(Why) do functional sites induce long-range evolutionary constraints in enzymes?

Protein evolution can be viewed as a repeated mutation-fixation process. At each step, one amino acid is randomly mutated. The mutant will eventually be either discarded or fixed, replacing the parent. The fixation probability varies from site to site, thus different sites evolve at different rates. This variation of rates among sites is due to thermodynamic and/or functional constraints.
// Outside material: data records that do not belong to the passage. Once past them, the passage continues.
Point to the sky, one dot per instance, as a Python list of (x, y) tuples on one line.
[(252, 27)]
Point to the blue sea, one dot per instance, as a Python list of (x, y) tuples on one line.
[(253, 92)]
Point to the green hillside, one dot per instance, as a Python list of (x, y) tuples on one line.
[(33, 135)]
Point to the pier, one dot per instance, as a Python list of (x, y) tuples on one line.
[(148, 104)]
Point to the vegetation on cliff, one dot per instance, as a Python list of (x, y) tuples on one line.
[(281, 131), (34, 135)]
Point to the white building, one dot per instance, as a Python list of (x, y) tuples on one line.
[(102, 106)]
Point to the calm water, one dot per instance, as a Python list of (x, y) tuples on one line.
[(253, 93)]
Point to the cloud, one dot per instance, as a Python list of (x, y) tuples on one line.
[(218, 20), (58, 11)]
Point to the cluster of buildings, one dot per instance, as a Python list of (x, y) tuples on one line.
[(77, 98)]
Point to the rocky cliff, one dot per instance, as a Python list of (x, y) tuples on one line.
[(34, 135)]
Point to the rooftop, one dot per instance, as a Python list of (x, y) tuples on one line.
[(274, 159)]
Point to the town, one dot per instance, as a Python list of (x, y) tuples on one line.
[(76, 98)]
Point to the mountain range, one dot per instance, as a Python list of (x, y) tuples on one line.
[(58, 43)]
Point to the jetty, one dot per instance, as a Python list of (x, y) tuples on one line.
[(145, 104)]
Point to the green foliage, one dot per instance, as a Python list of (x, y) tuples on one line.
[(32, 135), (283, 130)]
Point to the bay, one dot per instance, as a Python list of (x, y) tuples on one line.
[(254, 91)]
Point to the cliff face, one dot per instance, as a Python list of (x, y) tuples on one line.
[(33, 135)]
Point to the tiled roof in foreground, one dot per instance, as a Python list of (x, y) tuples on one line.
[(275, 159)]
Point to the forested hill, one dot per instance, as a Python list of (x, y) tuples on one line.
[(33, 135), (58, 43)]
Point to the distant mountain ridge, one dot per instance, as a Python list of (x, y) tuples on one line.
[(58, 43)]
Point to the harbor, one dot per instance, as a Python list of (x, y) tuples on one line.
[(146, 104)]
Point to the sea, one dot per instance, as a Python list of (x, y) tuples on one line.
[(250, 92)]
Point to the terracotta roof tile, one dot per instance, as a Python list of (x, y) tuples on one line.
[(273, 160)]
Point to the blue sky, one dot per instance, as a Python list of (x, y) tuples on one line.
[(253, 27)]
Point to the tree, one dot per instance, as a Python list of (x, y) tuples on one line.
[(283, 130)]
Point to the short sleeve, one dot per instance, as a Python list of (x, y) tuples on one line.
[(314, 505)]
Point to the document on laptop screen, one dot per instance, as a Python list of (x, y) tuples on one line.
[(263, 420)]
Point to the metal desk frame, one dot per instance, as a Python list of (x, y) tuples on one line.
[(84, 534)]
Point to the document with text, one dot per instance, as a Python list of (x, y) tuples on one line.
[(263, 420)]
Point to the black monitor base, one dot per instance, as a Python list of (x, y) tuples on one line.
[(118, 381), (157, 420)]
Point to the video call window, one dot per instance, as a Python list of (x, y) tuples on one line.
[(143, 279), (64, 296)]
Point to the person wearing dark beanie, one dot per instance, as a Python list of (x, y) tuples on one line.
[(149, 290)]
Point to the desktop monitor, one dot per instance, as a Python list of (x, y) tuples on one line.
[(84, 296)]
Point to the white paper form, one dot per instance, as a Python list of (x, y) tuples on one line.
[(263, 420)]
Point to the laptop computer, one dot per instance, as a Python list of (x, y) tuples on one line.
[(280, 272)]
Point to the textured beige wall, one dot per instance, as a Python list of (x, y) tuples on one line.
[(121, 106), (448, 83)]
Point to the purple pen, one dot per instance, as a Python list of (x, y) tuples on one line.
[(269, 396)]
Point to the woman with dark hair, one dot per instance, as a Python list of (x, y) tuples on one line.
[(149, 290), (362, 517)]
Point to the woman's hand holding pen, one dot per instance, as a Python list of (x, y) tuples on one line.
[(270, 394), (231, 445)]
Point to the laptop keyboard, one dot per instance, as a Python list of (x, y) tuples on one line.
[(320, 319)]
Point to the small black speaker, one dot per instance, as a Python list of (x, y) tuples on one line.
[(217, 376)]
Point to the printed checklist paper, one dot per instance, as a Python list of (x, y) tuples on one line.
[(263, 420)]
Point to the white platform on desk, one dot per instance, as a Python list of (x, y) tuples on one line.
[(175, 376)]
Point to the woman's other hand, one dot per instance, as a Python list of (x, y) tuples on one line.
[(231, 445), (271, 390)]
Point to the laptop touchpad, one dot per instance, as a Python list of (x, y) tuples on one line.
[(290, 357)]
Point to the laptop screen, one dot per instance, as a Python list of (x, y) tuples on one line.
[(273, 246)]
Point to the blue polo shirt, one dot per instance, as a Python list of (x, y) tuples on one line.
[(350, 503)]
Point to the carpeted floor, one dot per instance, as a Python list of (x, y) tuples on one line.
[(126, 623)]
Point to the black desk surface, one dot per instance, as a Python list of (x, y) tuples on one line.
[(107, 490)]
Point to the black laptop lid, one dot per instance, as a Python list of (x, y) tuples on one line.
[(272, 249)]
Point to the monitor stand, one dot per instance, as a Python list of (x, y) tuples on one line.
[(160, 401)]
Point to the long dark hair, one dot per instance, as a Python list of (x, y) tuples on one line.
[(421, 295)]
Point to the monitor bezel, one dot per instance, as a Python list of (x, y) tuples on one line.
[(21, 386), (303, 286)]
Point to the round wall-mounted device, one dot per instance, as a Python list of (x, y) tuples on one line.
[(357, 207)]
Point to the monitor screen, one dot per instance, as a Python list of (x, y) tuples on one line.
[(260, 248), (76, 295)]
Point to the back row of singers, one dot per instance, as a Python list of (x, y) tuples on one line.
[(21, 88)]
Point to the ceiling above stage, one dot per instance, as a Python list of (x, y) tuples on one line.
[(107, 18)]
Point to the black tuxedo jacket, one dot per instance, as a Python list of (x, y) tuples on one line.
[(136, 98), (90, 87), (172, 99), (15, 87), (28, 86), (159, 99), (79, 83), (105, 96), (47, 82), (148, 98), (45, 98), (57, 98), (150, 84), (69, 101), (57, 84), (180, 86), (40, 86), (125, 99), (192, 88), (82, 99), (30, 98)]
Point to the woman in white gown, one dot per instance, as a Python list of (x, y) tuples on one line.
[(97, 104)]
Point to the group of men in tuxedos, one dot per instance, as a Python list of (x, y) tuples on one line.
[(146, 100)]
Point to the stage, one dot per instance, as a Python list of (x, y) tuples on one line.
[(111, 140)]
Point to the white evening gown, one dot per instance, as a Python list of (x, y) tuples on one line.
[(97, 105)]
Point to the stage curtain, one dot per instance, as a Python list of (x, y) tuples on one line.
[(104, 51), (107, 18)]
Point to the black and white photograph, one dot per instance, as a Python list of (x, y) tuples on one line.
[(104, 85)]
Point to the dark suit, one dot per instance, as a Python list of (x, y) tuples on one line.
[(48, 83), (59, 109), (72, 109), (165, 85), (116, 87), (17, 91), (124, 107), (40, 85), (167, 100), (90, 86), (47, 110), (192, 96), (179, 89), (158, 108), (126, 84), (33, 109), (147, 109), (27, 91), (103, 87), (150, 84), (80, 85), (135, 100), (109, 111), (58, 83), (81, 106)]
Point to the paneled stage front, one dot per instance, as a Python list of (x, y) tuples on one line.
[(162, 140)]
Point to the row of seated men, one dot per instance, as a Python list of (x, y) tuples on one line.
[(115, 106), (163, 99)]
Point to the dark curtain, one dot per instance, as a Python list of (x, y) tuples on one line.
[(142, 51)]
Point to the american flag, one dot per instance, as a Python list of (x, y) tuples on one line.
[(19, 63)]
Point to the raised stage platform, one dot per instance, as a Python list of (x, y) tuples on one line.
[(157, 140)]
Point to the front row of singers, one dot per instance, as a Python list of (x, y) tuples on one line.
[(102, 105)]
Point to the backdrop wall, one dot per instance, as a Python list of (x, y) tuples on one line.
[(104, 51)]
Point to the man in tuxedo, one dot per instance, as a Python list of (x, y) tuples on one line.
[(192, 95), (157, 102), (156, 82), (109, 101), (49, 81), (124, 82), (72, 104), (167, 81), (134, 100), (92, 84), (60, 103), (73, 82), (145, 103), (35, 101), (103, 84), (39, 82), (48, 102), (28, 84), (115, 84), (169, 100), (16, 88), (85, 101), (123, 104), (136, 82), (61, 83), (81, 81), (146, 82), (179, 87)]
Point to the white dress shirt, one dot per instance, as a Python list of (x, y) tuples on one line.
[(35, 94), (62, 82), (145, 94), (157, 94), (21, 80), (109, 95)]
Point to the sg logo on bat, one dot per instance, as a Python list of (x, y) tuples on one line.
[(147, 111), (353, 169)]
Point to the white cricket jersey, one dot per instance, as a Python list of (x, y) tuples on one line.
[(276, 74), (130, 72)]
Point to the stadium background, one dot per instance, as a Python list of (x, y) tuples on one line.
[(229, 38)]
Almost all biophysical models of protein evolution developed so far consider only selection for stability, disregarding functional constraints, which were thought to affect only a handful of residues: the active site and its immediate neighbours. However, a recent study showed that site-specific evolutionary rates increase rather smoothly with increasing distance to the protein’s active residues. Such long-range rate-distance dependence cannot be explained with current stability-based models and is at odds with the localized fast exponential decrease of coupling strength one would expect on physics grounds.

To understand whether and why functional constraints have long-range effects, we need new models of protein evolution that go beyond selection for stability and consider protein activity explicitly. Here, I will describe a model of protein evolution that considers explicitly both stability and activity constraints and I will discuss its predictions. The stability-activity model predicts that fitness cost is localized (short-range) yet rate variation is delocalized (long-range); short-range fitness effects are consistent with long-range rate effects. Yet, such long-range coupling is not universal but range varies among proteins. Such range variation among proteins does not depend on intrinsic protein properties but on external functional selection pressure (e.g. the role of an enzyme in the metabolic network).